Furthermore, with regards to the second class of TCEs labelled here as “other TCEs,” we question why benefit-sharing would only be required “where the use or exploitation is for gainful intent.” Certainly, non-commercial uses generate benefits for the users, so why should such users be exempt from delivering appropriate benefit sharing. Although such benefits may not realistically be monetary, there should be other innovative measures that would adequately share benefits.
Article 4: Management Rights
We share the concerns of others about a government agency acting on behalf of Indigenous peoples. We maintain that such agency action should only occur with the free prior informed consent of the relevant Indigenous peoples. Preferably, measures should be developed to empower the Indigenous peoples to act on their own behalf.
Article 5: Exceptions and Limitations
We are concerned by two of the exceptions listed in section (a)(iii), namely that of “non-commercial research or private study” and “the making of recordings and other reproductions of TCEs/EoF for purposes of their inclusion in an archive or inventory for non-commercial cultural heritage safeguarding purposes.”
Unfortunately, non-commercial research remains one of the typical avenues of misuse of Indigenous peoples TCEs. In the United States, research on Indigenous peoples TCEs often starts in a non-commercial manner, but eventually ends up being misappropriated for commercial purposes. Therefore, the Committee needs to develop provisions that will put a stop to unauthorized non-commercial use.
With regards to the archival exception, we appreciate the information in the commentary by the Secretariat that WIPO is developing contracts and codes of conduct for museums, archives and inventories. Nevertheless, we believe national and international laws are required to regulate many of these entities activities that have proven offensive and inappropriate to many Indigenous peoples. In particular, we would like to see the development of measures to facilitate repatriation of Indigenous peoples’ TCEs that have inappropriately fallen into the custodianship of museums, archives, and inventories.
Article 6: Term of Protection
Based on the inalienable nature of Indigenous peoples’ TCEs, we maintain that the term of protection of TCEs, whether registered or not, must last in perpetuity.

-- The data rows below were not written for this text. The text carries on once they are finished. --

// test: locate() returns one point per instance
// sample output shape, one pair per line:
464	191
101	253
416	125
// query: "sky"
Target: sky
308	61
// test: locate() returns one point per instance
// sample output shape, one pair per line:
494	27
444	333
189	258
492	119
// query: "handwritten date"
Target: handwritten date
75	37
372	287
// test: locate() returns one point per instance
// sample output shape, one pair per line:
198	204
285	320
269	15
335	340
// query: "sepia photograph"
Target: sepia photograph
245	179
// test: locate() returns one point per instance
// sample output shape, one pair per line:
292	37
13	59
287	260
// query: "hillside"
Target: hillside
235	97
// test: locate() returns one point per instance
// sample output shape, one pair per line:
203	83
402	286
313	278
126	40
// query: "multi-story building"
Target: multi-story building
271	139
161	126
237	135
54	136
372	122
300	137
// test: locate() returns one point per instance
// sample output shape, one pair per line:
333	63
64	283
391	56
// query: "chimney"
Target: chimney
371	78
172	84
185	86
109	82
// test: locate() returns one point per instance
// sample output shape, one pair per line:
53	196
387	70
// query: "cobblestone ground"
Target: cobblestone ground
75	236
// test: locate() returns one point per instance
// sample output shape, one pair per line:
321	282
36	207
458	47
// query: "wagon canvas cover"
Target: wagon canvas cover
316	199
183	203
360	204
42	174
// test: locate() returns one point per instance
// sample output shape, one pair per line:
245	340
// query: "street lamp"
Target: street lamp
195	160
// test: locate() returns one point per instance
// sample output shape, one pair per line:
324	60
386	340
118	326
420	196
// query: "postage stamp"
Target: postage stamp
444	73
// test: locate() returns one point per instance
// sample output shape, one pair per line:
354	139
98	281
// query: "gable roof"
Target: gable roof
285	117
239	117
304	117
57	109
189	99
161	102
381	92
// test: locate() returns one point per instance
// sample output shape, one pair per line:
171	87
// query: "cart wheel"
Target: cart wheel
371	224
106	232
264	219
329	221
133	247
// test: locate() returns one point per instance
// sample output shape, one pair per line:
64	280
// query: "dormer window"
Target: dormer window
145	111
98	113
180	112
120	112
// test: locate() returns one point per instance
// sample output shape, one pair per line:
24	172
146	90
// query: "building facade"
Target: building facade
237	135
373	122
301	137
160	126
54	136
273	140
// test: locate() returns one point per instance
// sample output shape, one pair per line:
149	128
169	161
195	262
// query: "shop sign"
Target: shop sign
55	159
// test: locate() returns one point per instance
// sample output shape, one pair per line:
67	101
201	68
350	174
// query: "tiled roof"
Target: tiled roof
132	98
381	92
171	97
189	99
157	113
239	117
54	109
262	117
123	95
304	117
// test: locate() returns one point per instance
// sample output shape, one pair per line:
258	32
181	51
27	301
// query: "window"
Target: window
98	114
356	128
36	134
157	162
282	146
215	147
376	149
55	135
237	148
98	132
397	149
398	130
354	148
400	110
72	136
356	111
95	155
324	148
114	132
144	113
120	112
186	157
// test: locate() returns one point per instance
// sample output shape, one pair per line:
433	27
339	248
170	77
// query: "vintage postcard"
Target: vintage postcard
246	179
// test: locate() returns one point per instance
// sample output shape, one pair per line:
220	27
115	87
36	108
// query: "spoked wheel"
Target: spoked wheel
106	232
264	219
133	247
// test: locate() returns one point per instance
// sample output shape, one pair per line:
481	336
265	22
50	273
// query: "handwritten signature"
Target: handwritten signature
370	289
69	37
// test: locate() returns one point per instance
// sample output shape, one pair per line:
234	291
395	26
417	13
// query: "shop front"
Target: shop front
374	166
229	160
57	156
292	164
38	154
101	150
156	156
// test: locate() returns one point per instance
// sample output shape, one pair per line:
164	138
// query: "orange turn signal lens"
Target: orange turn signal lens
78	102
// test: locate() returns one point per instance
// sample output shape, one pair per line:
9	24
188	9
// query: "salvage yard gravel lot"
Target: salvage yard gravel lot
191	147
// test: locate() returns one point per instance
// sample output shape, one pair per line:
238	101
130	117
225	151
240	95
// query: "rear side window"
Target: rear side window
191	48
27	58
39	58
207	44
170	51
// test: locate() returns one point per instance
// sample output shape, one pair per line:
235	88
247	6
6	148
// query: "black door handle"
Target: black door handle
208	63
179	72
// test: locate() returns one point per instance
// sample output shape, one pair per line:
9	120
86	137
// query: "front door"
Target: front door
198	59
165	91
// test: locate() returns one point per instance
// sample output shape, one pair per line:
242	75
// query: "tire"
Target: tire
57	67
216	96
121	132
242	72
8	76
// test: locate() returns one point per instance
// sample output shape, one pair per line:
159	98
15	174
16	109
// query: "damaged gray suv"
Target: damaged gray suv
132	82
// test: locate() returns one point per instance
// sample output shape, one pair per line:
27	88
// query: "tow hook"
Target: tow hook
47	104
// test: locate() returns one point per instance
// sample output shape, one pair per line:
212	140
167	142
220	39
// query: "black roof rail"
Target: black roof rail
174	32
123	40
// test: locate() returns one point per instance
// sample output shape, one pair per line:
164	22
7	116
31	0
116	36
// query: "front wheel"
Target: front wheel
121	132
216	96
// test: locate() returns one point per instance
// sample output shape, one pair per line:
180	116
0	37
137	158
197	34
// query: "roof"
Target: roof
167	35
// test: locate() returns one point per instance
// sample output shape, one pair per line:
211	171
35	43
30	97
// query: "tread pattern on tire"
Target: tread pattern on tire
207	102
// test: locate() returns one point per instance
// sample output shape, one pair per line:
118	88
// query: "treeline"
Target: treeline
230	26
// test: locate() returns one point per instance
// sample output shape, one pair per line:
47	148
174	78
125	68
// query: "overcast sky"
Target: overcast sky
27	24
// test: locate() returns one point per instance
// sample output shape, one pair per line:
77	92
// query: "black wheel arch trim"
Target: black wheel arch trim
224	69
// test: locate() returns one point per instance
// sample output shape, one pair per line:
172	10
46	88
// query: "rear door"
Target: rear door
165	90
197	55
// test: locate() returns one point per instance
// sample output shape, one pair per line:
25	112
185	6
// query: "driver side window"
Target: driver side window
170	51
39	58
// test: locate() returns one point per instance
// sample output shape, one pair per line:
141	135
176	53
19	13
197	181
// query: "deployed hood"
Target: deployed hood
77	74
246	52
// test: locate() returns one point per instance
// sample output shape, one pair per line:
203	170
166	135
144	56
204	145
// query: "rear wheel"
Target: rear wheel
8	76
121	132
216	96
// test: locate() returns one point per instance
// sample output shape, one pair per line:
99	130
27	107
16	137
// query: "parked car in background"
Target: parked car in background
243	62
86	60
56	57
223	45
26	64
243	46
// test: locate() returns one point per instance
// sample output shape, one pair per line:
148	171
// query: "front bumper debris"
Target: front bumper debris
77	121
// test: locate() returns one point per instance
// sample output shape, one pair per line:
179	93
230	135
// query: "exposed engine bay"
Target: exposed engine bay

Regarding the term of protection of so-called “secret TCEs/EoF,” proposed here to last “for so long as they remain secret,” the burden is put on Indigenous peoples to keep our TCEs confidential. We need protective measures that will prevent others from publicly disclosing such TCEs, such as the avenues of non-commercial research, photography, sound and video recordings, and other documentation, which are currently unregulated and rampant.
Article 7: Formalities
We reiterate our concerns stated in relation to Article 3 regarding registration.
Article 9: Transitional Measures
We note that this Article attempts to address the issue of “public domain.” Like many of our other Indigenous colleagues have said before, the concept of the public domain has facilitated the misappropriation and misuse of our TCEs. This Article has failed to adequately address this issue in any constructive way. We see this issue as a glaring gap in this document.